During inference, the controller can be biased towards more System-2 planning if higher accuracy is required, effectively transforming the System-1.x Planner towards a full System-2 Planner without retraining.

Neuro-Symbolic Integration

The potential for combining neural and symbolic methods is also explored:

Neuro-symbolic System-1.x, which uses A $^*$ as the System-2 component, outperforms pure symbolic planners like A $^*$ at matched #States-Explored. For example, at 11.6 states, System-1.x achieves 70.5% accuracy compared to A $^*$ 's 31.0%.

Implications and Future Directions

The implications of this research are significant:

Practically: System-1.x offers a robust, flexible planning approach suitable for diverse and complex tasks where resource constraints vary.
Theoretically: It underscores the potential for hybrid models that leverage the best of heuristic-based and search-based planning, aligning with concepts from dual-process theories in cognitive science.

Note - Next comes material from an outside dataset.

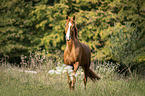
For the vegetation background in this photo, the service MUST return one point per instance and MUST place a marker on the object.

Future developments could explore:

Scalability: Extending System-1.x to handle larger-scale and more dynamic planning environments.
Adaptation to Uncertainty: Enhancing the controller to better manage partially observable and non-deterministic environments.
Further Integration: Seamlessly blending neural and symbolic methods to enhance the adaptability and generality of the planner.

In summary, the System-1.x Planner marks a significant advancement in the application of LLMs to planning tasks, providing a compelling blend of efficiency and accuracy through its hybrid, controllable approach. This sets a promising precedent for the development of more sophisticated, adaptive planning systems in the future.